Reputation: 2745
I am migrating a Java project from Ant to Gradle. I think the best solution is to use Gradle's multi-project support, but I cannot find a way to get rid of a circular dependency.
The original project was setup to have this layout:
- project/
- common/
- product-a/
- product-b/
The relationship between common
, product-a
, and product-b
is tricky. The common
depends on product-a
or product-b
, depending on a configuration file. Likewise, product-a
and product-b
depend on common
, regardless of the configuration property. product-a
and product-b
will never be built at the same time.
I thought a quick solution would be to use something like this in the project/build.gradle
:
project(':product-a') {
dependencies {
compile project(':common')
}
}
project(':product-b') {
dependencies {
compile project(':common')
}
}
Next, I thought about getting a way to get this closer to working for just product-a
. That led me to this:
project(':common') {
dependencies {
compile project(':product-a')
}
}
This will throw an exception for having a circular dependency.
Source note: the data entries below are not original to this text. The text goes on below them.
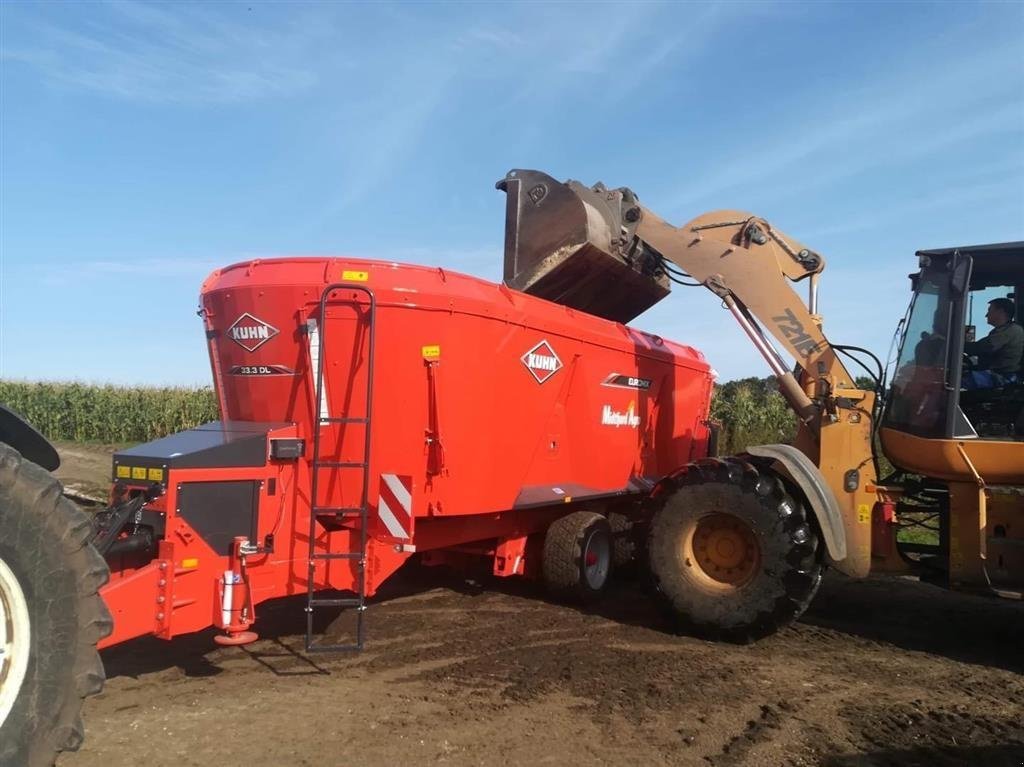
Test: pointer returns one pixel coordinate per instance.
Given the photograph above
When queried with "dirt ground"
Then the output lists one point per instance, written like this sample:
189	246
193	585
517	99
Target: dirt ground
882	672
I've considered refactoring product-a
and product-b
by setting up interfaces of the classes expected by common
and product-a
/product-b
or by using polymorphism, but before I move forward with either of those, is there a better way to accomplish this with Gradle? I'm not ready to get rid of this technical debt yet.
Upvotes: 23
Views: 35684
Reputation: 11
project(':project-a') {
dependencies {
compile project(':project-b')
}
}
project(':project-b') {
dependencies {
//circular dependency to :project-a
compile project(':project-a')
}
compileJava {
doLast {
// NOTE: project-a needs :project-b classes to be included
// in :project-a jar file hence the copy, mostly done if we need to
// to support different version of the same library
// compile each version on a separate project
copy {
from "$buildDir/classes/java/main"
include '**/*.class'
into project(':project-a').file('build/classes/java/main')
}
}
}
}
product-a --> build.gradle
/**
* Do nothing during configuration stage by
* registering a GradleBuild task
* will be referenced in the task compileJava doLast{}
*/
tasks.register("copyProjectBClasses", GradleBuild) {
//we'll invoke this later
def taskList = new ArrayList<String>()
taskList.add(":product-b:compileJava")
logger.lifecycle "Task to execute $taskList..."
setTasks(taskList)
}
// make sure :project-b classes are compiled first and copied to this project before
// all classes are added to the jar, so we do it after :project-a compiled.
compileJava {
doLast {
synchronized(this) {
// create temp file to avoid circular dependency
def newFile = new File("$buildDir/ongoingcopy.tmp")
if (!newFile.exists()) {
newFile.createNewFile()
GradleBuild buildCopyProjectBClasses = tasks.getByName("copyProjectBClasses")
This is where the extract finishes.